3rd Annual Performance Report Scorecard - Fiscal Year 2001

The American people are entitled to know what benefits they have received from their government's activities, and annual performance reports are one avenue for agencies to communicate this information to citizens and policymakers. The purpose of this scorecard is to encourage improvement in the quality of reporting on results achieved by government agencies. We do this by evaluating and ranking

  1. How transparently an agency reports its successes and failures,
  2. How well an agency documents the tangible public benefits it claims to have produced,
  3. Whether an agency demonstrates leadership that uses annual performance information to devise strategies for improvement.

By assessing the quality of agency reports (but not the quality of the results achieved), we wish to learn which agencies are supplying the information that Congress and the public need to make informed funding and policy decisions.

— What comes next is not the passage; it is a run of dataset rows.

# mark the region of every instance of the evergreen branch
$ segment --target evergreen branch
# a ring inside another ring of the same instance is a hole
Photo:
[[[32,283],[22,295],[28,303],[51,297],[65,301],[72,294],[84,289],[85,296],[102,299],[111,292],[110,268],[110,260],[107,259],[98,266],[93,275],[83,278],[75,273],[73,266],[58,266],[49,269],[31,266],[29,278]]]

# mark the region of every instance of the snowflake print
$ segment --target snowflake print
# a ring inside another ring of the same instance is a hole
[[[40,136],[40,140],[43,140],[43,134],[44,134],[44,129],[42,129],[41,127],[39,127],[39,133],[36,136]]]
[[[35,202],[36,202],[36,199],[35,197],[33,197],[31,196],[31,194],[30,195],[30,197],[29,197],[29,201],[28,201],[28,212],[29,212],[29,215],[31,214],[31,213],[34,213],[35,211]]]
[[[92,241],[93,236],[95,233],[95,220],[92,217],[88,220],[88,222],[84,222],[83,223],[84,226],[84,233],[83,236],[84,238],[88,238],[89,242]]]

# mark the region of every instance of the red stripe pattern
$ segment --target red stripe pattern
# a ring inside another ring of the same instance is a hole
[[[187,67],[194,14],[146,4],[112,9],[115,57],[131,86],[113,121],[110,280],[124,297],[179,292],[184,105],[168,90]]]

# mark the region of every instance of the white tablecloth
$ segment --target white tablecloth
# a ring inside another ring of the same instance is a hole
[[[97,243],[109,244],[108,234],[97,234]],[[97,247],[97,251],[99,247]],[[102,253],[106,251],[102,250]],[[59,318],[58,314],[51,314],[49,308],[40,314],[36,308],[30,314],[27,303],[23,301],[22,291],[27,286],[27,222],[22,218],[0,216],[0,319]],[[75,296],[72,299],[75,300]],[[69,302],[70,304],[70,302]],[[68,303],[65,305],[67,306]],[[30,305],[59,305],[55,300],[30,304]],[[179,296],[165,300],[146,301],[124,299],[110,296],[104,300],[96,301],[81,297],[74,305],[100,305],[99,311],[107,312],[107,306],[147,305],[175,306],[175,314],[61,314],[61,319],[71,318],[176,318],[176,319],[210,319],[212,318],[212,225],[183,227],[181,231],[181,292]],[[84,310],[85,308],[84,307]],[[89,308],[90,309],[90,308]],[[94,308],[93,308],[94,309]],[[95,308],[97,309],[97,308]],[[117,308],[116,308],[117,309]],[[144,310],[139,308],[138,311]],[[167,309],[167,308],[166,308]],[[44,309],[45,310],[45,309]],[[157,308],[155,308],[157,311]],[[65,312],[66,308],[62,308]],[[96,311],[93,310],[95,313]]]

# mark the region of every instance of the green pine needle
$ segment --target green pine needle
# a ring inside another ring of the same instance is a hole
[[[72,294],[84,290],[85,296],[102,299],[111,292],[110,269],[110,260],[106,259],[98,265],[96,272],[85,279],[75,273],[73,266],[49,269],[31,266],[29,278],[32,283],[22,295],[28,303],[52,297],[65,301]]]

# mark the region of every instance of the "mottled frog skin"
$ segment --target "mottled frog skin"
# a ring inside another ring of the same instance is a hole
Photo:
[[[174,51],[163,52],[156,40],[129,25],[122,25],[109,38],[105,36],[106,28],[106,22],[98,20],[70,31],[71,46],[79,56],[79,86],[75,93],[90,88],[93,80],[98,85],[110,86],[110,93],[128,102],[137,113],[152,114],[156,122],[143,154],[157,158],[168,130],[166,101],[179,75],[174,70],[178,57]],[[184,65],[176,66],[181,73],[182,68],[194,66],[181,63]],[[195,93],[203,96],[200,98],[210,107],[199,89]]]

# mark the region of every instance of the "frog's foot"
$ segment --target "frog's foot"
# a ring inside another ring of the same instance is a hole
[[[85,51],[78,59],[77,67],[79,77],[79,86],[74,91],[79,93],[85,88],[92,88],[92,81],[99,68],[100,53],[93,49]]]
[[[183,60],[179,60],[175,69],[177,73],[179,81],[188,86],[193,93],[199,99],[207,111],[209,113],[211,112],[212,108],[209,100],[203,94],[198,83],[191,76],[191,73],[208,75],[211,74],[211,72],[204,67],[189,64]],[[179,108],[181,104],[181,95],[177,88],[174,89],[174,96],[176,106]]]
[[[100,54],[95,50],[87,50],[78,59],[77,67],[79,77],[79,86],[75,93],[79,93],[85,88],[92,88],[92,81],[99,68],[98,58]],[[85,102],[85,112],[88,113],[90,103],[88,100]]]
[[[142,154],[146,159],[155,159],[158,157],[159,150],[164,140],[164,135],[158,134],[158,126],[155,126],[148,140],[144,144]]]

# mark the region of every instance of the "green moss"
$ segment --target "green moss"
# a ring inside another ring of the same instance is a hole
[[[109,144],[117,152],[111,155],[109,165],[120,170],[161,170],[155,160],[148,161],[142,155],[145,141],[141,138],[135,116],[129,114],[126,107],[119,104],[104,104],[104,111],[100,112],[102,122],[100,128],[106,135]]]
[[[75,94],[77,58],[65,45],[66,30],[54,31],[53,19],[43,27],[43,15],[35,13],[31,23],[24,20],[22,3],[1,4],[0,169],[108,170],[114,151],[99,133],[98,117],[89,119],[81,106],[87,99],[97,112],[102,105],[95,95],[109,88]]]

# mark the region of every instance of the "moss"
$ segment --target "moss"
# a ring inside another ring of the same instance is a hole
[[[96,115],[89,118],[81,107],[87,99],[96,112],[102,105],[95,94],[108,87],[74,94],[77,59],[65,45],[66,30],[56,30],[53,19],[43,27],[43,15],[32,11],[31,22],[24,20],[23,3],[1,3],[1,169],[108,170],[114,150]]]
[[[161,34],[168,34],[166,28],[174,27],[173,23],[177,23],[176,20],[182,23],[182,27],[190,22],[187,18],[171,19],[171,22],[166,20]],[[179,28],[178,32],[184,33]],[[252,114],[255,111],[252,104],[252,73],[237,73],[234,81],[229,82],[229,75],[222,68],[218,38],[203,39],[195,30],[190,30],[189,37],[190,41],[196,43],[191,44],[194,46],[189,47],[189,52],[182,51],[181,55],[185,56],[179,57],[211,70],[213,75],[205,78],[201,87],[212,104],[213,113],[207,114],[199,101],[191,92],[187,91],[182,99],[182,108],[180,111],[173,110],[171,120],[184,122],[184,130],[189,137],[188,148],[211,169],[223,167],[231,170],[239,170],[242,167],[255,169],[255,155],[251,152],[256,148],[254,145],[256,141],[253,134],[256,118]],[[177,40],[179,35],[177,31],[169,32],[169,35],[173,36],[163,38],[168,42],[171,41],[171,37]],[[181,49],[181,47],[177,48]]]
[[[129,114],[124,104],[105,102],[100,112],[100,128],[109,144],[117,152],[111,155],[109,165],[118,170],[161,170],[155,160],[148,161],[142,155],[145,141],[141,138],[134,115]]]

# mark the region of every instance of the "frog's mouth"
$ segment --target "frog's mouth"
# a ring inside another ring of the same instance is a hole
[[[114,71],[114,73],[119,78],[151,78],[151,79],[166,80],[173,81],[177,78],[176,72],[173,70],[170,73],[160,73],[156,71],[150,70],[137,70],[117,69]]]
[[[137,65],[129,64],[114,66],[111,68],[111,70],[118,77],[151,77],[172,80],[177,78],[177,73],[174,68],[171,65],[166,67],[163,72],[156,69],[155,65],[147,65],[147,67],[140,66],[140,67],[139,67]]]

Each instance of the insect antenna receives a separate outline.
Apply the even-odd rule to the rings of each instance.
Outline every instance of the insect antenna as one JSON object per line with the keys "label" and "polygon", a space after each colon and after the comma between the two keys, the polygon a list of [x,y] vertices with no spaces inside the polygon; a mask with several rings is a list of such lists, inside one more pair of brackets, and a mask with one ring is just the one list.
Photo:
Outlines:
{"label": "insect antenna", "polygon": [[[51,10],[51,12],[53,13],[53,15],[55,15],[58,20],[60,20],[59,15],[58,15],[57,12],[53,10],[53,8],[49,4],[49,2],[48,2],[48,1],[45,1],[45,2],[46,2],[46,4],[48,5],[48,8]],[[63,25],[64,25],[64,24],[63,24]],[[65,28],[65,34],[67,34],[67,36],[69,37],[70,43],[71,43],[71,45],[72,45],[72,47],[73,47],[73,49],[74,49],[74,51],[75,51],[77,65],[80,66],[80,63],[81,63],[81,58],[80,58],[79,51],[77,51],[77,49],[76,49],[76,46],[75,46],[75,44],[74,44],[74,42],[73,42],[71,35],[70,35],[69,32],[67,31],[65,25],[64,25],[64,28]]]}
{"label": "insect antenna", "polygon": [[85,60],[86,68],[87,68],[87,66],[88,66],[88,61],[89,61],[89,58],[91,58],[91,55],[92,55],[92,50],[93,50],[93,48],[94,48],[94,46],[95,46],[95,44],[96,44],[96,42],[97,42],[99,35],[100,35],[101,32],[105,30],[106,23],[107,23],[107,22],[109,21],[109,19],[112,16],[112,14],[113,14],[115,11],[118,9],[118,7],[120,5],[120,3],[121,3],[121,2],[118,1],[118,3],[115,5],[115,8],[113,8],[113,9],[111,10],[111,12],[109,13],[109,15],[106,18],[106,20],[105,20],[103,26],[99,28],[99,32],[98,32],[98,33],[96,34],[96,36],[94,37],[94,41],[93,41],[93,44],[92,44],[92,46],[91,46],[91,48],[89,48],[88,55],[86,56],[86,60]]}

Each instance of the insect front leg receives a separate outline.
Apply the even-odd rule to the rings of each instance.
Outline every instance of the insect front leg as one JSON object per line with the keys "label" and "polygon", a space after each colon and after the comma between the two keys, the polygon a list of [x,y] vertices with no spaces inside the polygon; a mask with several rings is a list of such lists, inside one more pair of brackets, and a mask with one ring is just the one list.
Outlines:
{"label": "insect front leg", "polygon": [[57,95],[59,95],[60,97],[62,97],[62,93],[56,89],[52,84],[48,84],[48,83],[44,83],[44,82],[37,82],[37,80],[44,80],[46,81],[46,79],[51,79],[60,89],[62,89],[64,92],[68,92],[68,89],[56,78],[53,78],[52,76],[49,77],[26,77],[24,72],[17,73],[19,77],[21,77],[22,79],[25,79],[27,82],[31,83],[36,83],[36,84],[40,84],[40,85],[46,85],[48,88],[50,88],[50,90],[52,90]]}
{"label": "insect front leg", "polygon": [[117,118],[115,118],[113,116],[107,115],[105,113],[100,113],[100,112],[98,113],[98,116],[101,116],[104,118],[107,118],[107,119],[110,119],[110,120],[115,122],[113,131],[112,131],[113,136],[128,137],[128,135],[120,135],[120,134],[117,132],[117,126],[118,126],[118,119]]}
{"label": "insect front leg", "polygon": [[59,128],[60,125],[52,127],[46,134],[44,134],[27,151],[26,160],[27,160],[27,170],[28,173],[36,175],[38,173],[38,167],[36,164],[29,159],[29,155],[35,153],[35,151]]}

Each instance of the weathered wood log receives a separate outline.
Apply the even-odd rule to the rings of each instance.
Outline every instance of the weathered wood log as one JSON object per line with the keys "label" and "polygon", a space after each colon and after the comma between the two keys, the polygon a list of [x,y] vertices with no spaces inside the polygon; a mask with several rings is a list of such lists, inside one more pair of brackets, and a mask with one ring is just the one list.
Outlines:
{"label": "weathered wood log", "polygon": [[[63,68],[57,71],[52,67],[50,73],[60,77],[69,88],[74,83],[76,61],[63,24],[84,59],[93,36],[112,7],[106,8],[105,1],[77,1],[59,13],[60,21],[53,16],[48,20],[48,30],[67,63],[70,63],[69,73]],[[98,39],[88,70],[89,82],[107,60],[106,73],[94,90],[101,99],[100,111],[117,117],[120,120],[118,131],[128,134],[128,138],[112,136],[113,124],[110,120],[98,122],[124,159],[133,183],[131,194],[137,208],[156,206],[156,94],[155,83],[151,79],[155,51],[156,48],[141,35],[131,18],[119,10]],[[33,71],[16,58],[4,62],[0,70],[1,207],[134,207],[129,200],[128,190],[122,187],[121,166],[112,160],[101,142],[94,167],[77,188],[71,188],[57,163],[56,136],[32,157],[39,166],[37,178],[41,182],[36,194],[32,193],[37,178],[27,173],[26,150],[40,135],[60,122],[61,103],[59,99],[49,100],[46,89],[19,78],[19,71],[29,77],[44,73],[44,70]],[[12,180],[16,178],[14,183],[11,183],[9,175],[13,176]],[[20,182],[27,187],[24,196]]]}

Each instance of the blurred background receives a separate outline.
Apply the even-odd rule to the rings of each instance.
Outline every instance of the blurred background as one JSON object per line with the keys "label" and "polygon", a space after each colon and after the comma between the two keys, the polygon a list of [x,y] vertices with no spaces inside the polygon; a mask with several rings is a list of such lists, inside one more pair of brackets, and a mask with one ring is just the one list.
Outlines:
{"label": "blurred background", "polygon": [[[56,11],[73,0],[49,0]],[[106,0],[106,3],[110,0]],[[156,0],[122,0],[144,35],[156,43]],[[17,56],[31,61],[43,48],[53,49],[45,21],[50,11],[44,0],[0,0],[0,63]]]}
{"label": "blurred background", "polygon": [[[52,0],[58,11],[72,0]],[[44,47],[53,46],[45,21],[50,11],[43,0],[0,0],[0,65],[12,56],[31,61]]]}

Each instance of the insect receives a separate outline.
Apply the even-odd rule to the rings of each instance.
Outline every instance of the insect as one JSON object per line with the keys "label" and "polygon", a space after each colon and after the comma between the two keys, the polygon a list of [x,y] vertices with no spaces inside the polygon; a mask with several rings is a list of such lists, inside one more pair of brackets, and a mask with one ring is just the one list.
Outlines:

The importance of quality reporting has taken on added significance in light of the Bush Administration's indication that it intends to use agency performance information to make its budget decisions for fiscal year (FY) 2003 and subsequent years.

Researchers at the Mercatus Center at George Mason University conducted our third annual evaluation of the reports produced by 22 of the 24 agencies covered under the Chief Financial Officers Act, using the same criteria we have used in the past to evaluate the FY 2001 performance reports. Though our criteria are the same, our evaluative standards tighten each year, consistent with a belief that agencies should be learning from previous reporting successes and failures-both their own as well as those of other agencies.